Superfluidity in Helium-3

While the frictionless flow of superfluid Helium-4 is a celebrated marvel of quantum mechanics, its sibling, Helium-3, presents a far deeper puzzle. As fermions, Helium-3 atoms are governed by the Pauli Exclusion Principle, which forbids them from occupying the same quantum state, seemingly making a collective superfluid state impossible. This article addresses this fundamental conundrum, exploring the ingenious solution nature has devised. It delves into the principles behind the exotic pairing of Helium-3 atoms and the rich variety of quantum phases that emerge. The first chapter, "Principles and Mechanisms," will uncover the physics of p-wave, spin-triplet Cooper pairs and the unique properties of the A and B phases. Following this, the "Applications and Interdisciplinary Connections" chapter will reveal why this supercooled liquid is a crucial conceptual laboratory, bridging condensed matter physics with thermodynamics, cosmology, and even the search for elementary particles.

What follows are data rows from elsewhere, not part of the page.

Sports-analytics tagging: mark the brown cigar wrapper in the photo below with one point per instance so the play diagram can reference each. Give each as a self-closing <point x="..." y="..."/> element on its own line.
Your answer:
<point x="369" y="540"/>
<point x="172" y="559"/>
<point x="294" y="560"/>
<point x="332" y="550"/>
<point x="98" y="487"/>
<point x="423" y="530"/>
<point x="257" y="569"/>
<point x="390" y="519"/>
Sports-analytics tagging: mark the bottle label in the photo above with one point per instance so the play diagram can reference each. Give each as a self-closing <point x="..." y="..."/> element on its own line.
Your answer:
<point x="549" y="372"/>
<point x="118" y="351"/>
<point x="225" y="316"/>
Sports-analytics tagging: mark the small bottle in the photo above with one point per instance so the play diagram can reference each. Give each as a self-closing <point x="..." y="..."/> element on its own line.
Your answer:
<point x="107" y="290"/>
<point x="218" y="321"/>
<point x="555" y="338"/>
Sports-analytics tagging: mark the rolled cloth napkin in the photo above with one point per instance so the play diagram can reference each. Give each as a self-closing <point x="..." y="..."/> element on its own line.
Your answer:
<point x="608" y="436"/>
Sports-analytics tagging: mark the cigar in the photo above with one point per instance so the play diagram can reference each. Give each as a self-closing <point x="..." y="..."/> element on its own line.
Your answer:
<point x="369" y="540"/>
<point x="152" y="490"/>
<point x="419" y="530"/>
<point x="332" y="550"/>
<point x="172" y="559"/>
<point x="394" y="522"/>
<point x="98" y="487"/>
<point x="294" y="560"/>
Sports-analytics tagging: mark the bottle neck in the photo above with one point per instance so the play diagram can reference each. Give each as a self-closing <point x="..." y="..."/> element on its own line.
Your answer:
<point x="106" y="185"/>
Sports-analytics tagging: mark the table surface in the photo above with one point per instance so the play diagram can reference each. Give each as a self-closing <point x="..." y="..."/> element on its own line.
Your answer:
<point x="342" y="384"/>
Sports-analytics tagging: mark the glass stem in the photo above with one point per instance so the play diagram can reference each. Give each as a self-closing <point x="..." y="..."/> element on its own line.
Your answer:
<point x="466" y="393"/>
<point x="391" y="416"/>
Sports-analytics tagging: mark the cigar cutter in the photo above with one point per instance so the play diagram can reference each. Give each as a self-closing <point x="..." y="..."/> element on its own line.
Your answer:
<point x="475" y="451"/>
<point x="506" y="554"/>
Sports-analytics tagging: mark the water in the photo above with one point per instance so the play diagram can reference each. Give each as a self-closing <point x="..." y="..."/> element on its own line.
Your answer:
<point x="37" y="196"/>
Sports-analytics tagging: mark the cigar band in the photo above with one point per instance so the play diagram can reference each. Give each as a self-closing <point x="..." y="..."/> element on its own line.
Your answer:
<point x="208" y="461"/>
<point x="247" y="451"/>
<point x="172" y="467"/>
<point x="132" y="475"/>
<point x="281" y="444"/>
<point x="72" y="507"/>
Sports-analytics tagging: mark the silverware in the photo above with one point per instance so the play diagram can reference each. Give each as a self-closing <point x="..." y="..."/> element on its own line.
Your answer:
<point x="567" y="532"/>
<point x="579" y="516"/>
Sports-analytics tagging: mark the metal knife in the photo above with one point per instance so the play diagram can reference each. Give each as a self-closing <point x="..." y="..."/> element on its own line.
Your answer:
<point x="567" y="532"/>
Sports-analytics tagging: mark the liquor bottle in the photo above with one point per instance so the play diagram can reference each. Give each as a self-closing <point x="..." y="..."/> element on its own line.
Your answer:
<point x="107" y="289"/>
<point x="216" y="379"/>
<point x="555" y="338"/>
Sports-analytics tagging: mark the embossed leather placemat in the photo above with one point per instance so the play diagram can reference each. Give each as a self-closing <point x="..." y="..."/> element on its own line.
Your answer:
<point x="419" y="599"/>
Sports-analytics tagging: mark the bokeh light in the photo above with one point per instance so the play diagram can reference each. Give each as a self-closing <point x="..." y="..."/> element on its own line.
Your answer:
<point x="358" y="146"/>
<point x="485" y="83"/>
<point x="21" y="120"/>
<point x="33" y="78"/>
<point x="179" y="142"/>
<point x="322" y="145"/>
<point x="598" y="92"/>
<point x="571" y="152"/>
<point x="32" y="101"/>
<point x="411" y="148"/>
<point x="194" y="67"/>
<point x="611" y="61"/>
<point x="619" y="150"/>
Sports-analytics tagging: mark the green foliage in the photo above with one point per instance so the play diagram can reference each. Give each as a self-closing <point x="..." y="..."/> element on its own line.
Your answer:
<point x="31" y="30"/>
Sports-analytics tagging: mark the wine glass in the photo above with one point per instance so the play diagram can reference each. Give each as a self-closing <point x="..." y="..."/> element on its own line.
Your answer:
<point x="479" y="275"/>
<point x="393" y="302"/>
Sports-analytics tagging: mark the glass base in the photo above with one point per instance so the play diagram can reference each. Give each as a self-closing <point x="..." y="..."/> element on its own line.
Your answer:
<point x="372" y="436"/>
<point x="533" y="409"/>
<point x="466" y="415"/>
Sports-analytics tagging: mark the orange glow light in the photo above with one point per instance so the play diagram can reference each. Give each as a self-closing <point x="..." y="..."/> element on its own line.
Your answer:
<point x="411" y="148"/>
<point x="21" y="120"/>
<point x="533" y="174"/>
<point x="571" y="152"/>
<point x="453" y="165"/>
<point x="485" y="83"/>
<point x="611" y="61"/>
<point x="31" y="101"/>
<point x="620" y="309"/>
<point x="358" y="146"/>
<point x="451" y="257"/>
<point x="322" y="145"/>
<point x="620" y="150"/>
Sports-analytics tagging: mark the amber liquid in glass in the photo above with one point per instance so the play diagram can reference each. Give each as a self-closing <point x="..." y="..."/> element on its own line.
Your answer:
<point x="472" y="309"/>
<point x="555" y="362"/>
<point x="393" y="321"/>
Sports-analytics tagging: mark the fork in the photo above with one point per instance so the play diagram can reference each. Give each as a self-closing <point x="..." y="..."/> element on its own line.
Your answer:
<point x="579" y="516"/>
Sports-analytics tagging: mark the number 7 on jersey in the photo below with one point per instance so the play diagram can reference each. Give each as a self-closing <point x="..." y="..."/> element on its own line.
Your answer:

Imagine you are at the universe's coldest party. In one corner, you have a crowd of Helium-4 atoms. They are sociable, agreeable particles we call ​​bosons​​. As the temperature drops, they have no problem huddling together, losing their individual identities and collapsing into a single, coherent quantum state—a superfluid that flows with zero friction. Now, in the other corner, you have the shy, antisocial cousins: Helium-3 atoms. These particles, known as ​​fermions​​, live by a strict rule of personal space called the ​​Pauli Exclusion Principle​​. This principle, the very same one that structures the electron shells of atoms and prevents white dwarf stars from collapsing, forbids any two identical fermions from occupying the same quantum state.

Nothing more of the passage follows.